You are viewing a plain text version of this content. The canonical link for it is here.
Posted to java-user@lucene.apache.org by 1world1love <jd...@yahoo.com> on 2008/06/11 00:35:33 UTC

retrieve all docs efficiently - just one field

Greetings all. I have read many posts concerning similar use cases, but I am
still a little hazy on the best way to achieve what I need to do. Here is
the background:

2 million documents with multiple sections, some sections contain structured
data, some unstructured.

We parse the docs and place the structured stuff in oracle where each
section is a table and one master table to relate them all.

We index the unstructured sections with lucene where each section is a
document (meaning a total of about ~30 million documents) with extra fields
including one for the primary key of the master table and then some meta
fields to describe the section - type, date, etc.

For a common use case, say we have a table called demographics with a number
field that represents age (overly simplistic but gets the point across).

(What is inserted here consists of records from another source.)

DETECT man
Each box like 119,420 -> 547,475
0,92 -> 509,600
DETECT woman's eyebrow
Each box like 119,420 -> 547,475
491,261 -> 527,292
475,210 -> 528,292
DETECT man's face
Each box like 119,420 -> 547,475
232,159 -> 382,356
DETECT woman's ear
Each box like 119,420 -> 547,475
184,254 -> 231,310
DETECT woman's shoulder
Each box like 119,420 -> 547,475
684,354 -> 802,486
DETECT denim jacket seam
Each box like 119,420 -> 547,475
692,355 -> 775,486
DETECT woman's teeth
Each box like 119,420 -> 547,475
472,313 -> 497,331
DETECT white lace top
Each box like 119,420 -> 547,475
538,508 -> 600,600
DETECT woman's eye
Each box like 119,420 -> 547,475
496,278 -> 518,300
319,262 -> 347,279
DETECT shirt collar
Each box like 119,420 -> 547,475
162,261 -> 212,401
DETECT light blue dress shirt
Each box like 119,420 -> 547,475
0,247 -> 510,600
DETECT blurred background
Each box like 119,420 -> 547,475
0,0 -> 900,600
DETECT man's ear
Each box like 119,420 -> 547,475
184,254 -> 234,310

So say we want all people over the age of 50 who may have visited Panama: 

--
We have our lucene index and we want to search the section text for the word
"panama" 

AND

We want to select from the demographics table where age > 50.
--

Now I need to intersect the master table IDs from my lucene hits and my
table results. 

I have a java stored procedure that runs the lucene query and creates a
temporary table with a single column where I insert the master id from the
hits of my lucene query. I then can do a join with my structured query
results.

The problem here is obviously the speed of iterating through the hits to
extract the single field that I need.

Notes: 
- I must be able to get a full set of results, though I only need the one id
field
- We originally went with Oracle text which was simple, but limited and
quite slow for most queries


I have read a little about the hitcollector class and the fieldselector api,
but I am still not sure how they may help me or even if they can.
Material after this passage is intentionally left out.